Don't know whether to save it for use in pct as I have heard it can work wonders for libido, but others say it works well in synergy with test so can't decide. Any experienced users wish to tell me their experience.


----------



## Zorrin (Sep 24, 2010)

I used it during my test cycle, and occasionally now in PCT, for a "special night" with Mrs Zorrin.

Its her period at the moment, so haven't bothered with proviron for a few days.

I think its best with test. It stops some of the aromatisation to estrogen, and it selectively binds to SHBG better than testosterone does. Your bound test gets kicked out into your blood as free test, to do its job.

Proviron is a little expensive, but it makes steroids more efficient,and therefore, cheaper. You can use less oral steroids for the same effect, thus saving some stress on your liver.


----------



## Cabin.Fever. (Mar 5, 2011)

Thank you for informing me that your wife is having her period. Appreciated.


----------



## d4ead (Nov 3, 2008)

Haha, and why would that effect you taking proviron she's at her horniest when she's on, and it adds spice to the flavour.


----------



## kerfuffle (May 19, 2007)

It's only been 2 days so there's still time to get your red wings


----------



## grantinerfe1436114737 (Oct 29, 2010)

im planning on using proviron after my cycle and possibly after pct too as me and the mrs are going to be trying for a baby. I've heard pscarb saying that it worked well for him


----------



## Replicator (Apr 4, 2009)

I use it all the time (25mg per day every day taken at bedtime) for reason as follows

You should be aware that Proviron is also an estrogen antagonist which prevents the aromatization of steroids. Unlike the antiestrogen Nolvadex which only blocks the estrogen receptors (see Nolvadex) Proviron already prevents the aromatizing of steroids. Therefore gynecomastia and increased water retention are successfully blocked. Since Proviron strongly suppresses the forming of estrogens no rebound effect occurs after discontinuation of use of the compound as is the case with, for example, Nolvadex where an aromatization of the steroids is not prevented.
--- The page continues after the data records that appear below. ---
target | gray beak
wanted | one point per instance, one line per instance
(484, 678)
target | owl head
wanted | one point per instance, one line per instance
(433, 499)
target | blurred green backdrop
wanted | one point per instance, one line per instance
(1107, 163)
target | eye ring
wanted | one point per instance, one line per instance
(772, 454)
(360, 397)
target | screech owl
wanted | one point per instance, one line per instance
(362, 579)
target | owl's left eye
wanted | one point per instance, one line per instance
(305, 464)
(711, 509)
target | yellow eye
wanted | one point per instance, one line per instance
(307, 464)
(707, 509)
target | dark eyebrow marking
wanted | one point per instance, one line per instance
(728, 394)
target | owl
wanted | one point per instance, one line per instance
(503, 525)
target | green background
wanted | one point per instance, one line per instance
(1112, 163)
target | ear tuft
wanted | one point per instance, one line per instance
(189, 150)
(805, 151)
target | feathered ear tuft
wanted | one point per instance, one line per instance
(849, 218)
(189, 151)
One can say that Proviron cures the problem of aromatization at its root while Nolvadex simply cures the symptoms. For this reason male athletes should prefer Proviron to Nolvadex. With Proviron the athlete obtains more muscle hard-ness since the androgen level is increased and the estrogen concentration remains low.

REP


----------



## Andrewgenic (Jul 5, 2010)

Started using today at 50mg, I will get some more for pct if needed. Is there any truth in the fact that Proviron greatens sperm production and quality?


----------



## Bad Alan (Dec 30, 2010)

Yes I think as said earlier PScarb has talked about it somewhere, try the search it might throw something up


----------



## Guest (Apr 1, 2011)

if i was to use this on ten week cycle, at what point should i add it..


----------



## Bigdawg2k11 (Mar 2, 2011)

gbn69 said:


> if i was to use this on ten week cycle, at what point should i add it..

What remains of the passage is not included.